On the morning of 9 March, Company G of Gayle's battalion advanced up Mount Schleuther while Companies B and C from Barba's command cleared the villages around the base. Company G expected to encounter intense opposition during its part of the coordinated attack, but Terunuma had decamped from the mountain top, leaving behind one dead, two stragglers, and an artillery piece. The enemy, however, had festooned the abandoned 75mm gun with vines that served as trip wires for a booby trap. When the Marines hacked at the vines to examine the weapon more closely, they released the firing pin and detonated a round in the chamber. Since the Japanese gun crew had plugged the bore before fleeing, the resulting explosion ruptured the breech block and wounded one of Gayle's men.

Besides yielding the dominant terrain, Terunuma chose not to defend any of the villages clustered at the base of the mountain. The 5th Marines thus opened a route across the Willaumez Peninsula to support further operations against Matsuda's line of retreat. Since 6 March, Colonel Smith's force had killed an estimated 150 Japanese at the cost of 17 Marines killed and 114 wounded, most of the casualties suffered on the first day. The final phase of the fighting that began on Red Beach consisted of securing Garua Island, abandoned by the Japanese, for American use, a task finished on 9 March.

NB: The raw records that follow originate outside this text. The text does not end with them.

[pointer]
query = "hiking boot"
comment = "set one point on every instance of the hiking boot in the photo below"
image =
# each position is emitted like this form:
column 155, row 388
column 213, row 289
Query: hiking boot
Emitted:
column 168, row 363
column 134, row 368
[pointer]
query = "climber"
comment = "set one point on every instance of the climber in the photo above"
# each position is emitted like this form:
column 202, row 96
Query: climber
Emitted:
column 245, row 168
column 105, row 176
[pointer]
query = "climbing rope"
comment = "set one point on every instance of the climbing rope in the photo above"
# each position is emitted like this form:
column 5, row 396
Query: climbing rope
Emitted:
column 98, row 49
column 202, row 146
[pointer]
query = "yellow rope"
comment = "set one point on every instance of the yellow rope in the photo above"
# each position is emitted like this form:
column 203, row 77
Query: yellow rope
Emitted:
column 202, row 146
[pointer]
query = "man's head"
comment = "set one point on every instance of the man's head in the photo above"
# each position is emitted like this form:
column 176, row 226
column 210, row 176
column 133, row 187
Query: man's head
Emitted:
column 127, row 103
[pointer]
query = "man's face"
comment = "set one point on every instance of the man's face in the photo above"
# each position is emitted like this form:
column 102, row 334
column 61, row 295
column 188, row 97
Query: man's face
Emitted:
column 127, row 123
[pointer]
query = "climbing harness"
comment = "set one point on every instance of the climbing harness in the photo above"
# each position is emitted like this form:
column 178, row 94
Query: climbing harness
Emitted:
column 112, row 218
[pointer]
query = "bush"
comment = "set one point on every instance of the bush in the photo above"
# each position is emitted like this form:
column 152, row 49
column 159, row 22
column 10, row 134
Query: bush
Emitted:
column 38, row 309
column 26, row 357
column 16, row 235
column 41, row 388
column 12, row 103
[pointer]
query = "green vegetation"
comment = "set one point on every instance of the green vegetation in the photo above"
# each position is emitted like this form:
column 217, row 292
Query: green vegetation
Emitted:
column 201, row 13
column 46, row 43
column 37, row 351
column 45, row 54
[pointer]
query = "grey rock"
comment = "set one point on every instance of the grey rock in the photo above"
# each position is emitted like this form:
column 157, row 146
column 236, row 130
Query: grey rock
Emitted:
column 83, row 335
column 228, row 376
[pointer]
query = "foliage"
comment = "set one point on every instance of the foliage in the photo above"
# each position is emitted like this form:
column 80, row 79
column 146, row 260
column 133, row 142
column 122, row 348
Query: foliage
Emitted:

The results of the action at the base of the Willaumez Peninsula proved mixed. The grass airstrip at Talasea lacked the length to accommodate fighters, but the division's liaison planes made extensive use of it, landing on either side of the carcass of a Japanese aircraft until the wreckage could be hauled away. The trail net, essentially a web of muddy paths, required long hours of hard work by Company F, 17th Marines, and Army engineers, who used a 10-ton wrecker to recover three Sherman tanks that had become mired during the fighting. By 10 March, the trails could support a further advance. Two days later, elements of Deakin's 3d Battalion, 5th Marines, having moved inland from the beachhead, provided a guard of honor as Colonel Smith and his executive officer, Lieutenant Colonel Henry W. Buse, raised over Bitokara the same flag that had flown over Airfield No. 2 at Cape Gloucester.

_Final Combat and Relief_

The flotilla of Army LCMs and Navy LCTs that supported the Volupai landings inflicted further damage on Japanese coastal traffic, already hard hit by air strikes. On 9 March, a convoy of landing craft carrying supplies around the tip of the peninsula for delivery to the advancing Marines at Talasea spotted four enemy barges, beached and sloppily camouflaged. An LCT took the barges under fire from its 20mm cannon and machine guns, destroying one of the Japanese craft. Later that day, two LCMs used the 37mm gun of the Marine light tank that each was carrying, to fire upon another barge beached on the peninsula.